Newsday September 11, 2008
North Korea missile base could target U.S., analysts say
COMBINED NEWS SERVICES
WASHINGTON - North Korea has quietly built a long-range missile base that, according to independent analysts relying on new satellite images of the site and other data, "could deliver atomic bombs to the United States." Analysts provided images of the previously secret site to The Associated Press.
"This would be a facility to conduct a real flight-test program and develop something that you have some operational confidence in," John Pike, an imagery analyst with GlobalSecurity.org and one of the experts who first reviewed the information, told the AP. "It would suggest they have the intention to develop the capability ... to perfect a missile to deliver atomic bombs to the United States."

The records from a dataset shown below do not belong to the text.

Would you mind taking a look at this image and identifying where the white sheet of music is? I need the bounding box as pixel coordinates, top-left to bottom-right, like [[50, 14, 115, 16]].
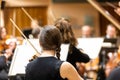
[[77, 38, 104, 59], [8, 45, 36, 76], [60, 44, 69, 61]]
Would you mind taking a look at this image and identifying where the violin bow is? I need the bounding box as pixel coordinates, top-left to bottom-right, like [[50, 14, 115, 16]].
[[10, 18, 40, 56], [87, 0, 120, 30], [21, 7, 33, 21]]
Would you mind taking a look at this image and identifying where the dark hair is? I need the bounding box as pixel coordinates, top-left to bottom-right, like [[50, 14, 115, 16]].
[[0, 27, 5, 40], [39, 25, 62, 59], [32, 27, 40, 38], [55, 18, 77, 46]]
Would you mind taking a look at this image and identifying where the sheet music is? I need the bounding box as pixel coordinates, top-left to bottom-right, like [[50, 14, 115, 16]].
[[77, 38, 104, 59], [8, 40, 69, 76]]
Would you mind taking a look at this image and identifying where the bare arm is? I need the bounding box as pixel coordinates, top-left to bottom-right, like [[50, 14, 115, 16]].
[[60, 62, 83, 80]]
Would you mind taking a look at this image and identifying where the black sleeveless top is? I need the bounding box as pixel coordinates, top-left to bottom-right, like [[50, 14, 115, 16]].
[[25, 57, 67, 80]]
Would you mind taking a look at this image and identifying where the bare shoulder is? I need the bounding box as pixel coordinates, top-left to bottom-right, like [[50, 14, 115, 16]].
[[60, 62, 83, 80]]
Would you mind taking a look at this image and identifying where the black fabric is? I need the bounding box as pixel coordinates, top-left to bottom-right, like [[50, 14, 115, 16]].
[[106, 67, 120, 80], [25, 57, 66, 80], [0, 56, 8, 80], [67, 45, 90, 68]]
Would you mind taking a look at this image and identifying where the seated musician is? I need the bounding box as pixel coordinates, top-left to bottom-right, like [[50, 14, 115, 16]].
[[0, 27, 16, 80], [0, 49, 13, 80], [115, 2, 120, 16]]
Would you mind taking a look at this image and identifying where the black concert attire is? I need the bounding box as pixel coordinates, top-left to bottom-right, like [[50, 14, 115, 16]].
[[106, 66, 120, 80], [0, 56, 8, 80], [25, 57, 67, 80], [67, 45, 90, 69]]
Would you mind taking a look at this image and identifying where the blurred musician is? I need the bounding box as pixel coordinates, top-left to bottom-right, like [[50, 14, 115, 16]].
[[115, 1, 120, 16], [55, 18, 90, 79], [0, 49, 12, 80], [23, 20, 39, 38]]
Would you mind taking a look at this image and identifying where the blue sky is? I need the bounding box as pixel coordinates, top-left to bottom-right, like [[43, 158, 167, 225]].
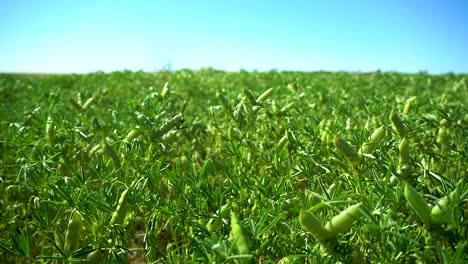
[[0, 0, 468, 74]]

The news came as the chief of the South Korean National Intelligence Service said yesterday that North Korean leader Kim Jong Il probably suffered a cerebral hemorrhage last month but that his condition is not critical and there is "no power vacuum" in the communist North.
Construction on the long-range missile base on North Korea's west coast began at least eight years ago, according to Joseph S. Bermudez Jr., senior analyst with Jane's Information Group, and Tim Brown with Talent-keyhole.com, a private satellite imagery analysis company.
Bermudez first located the site in early spring and they have tracked its construction using commercial and unclassified satellite imagery. "The primary purpose of the facility is to test," Bermudez told the AP in an interview last week.
A base capable of a long-range test could obviously be used in wartime to launch a missile that carried a warhead. "This is a clear indication North Korea is continuing its ballistic missile development," Bermudez said.
Bermudez is also unveiling the images on the defense Web site Janes.com and in the Sept. 17 edition of Jane's Defence Weekly.
He said the launchpad has been operational since 2005 but has not yet been used. He believes North Korea wants to use it to develop longer-range and more accurate ICBMs. It could also launch satellites into space.
Although North Korea has been long thought to want additional missile capability and test facilities, this is the first public disclosure of the new facility, according to Bermudez, Brown and Pike, who first reviewed the information last week.
Pike said the new facility represents a major step forward for North Korea's long-range missile program as it would allow multiple test flights in a short time, which is difficult at the smaller, original long-range missile launch site, Musudan-ni. "At the old facility, [a robust test program] just wasn't going to happen," he said.
A U.S. counterproliferation official said U.S. intelligence has been aware of the North Korean site for several years. He spoke on condition of anonymity to discuss classified information. North Korea has not used the new site, but could at any time, U.S. intelligence officials and the outside analysts said.
"There is no reason they couldn't launch in the near future," Brown told The Associated Press.
Construction has continued even as the U.S. government renewed its attempt to persuade North Korea to shut down its nuclear weapons program. Those negotiations do not address North Korea's long-range missile program, but would give North Korea much-desired economic and political incentives in exchange for giving up nuclear weapons.
The deal's future may be in doubt with news that Kim Jong Il may have been incapacitated by a stroke or other health crisis. Today, South Korean media reported that Kim had brain surgery after suffering a stroke around Aug. 15.
In South Korea, where there are legions of government, academic and journalistic observers of North Korea, a consensus emerged yesterday: Kim, who has a history of heart ailments, probably had a serious health setback last month, but the worst seems to be over and he is apparently lucid.
Briefing a parliamentary committee in Seoul, the intelligence chief, Kim Sung-ho, said Kim's condition is "manageable" and that he can be expected to recover, according to Won Hye-young, an assembly member who listened to the briefing.
"Although he is not in a state to walk around, he is conscious. ... We understand that he can control the situation and he is not in an unstable condition," the intelligence chief told the lawmakers, according to Won.
The National Intelligence Service also reported to the committee that it obtained reports showing Kim recently had surgery for an unspecified circulatory problem and his condition had much improved, an unnamed intelligence official told the AP.